We all know the feeling, we lose track of our breath and find it a challenge to stay aware throughout our everyday. When your on retreat you get the time and space to learn some breathing exercises (Pranayama) that you will be able to use as a tool for everyday stresses that we combat in our everyday.
Pranayama are an important part of a developing yoga practice. Pranayama is one of the Eight Limbs of Yoga, as defined by the Yoga Sutras of Patanjali. In addition to deepening your yoga practice, learning ways to calm or invigorate the body through breathing will greatly benefit your life off the mat. Breathing is an involuntary act; it is an essential part of life. Although we cannot control whether or not we breathe, we can control the way that we breathe. It has been proven that different methods of breath affect the body’s health and life force is the core of Pranayama practice.
Three-Part Breath – Dirga Pranayama
A good breath for beginners, this exercise teaches you how to fill and empty the lungs completely. Benefits: Focuses the attention on the present moment, calms and grounds the mind. This pranayama exercise is often done while seated in a comfortable, cross-legged position, but it is also nice to do while lying on the back, particularly at the beginning of your practice. When you are lying down, you can really feel the breath moving through your body as it makes contact with the floor.
1. Come to lie down on the back with the eyes closed, relaxing the face and the body.
2. Begin by observing the natural inhalation and exhalation of your breath without changing anything.
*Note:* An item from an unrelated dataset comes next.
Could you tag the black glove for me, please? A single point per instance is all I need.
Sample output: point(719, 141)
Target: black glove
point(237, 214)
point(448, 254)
If you find yourself distracted by the activity in your mind, try not to engage in the thoughts. Just notice them and then let them go, bringing your attention back to the inhales and the exhales.
3. Then begin to inhale deeply through the nose.
4. On each inhale, fill the belly up with your breath. Expand the belly with air like a balloon.
5. On each exhale, expel all the air out from the belly through your nose. Draw the navel back towards your spine to make sure that the belly is empty of air.
6. Repeat this deep belly breathing for about five breaths.
7. On the next inhale, fill the belly up with air as described above. Then when the belly is full, draw in a little more breath and let that air expand into the rib cage causing the ribs to widen apart.
8. On the exhale, let the air go first from the rib cage, letting the ribs slide closer together, and them from the belly, drawing the navel back towards the spine.
9. Repeat this deep breathing into the belly and rib cage for about five breaths.
10. On the next inhale, fill the belly and rib cage up with air as described above. Then draw in just a little more air and let it fill the upper chest, all the way up to the collarbone, causing the area around the heart (which is called the heart center in yoga), expand and rise.
11. On the exhale, let the breath go first from the upper chest, allowing the heart center sink back down, then from the rib cage, letting the ribs slide closer together. Finally, let the air go from the belly, drawing the navel back towards the spine.
12. You are practicing three-part breath! Continue at your own pace, eventually coming to let the three parts of the breath happen smoothly without pausing.
13. Continue for about 10 breaths.
Try this breathing exercise out before you even come on our yoga retreat and it will be the perfect introduction to winding down before you set off.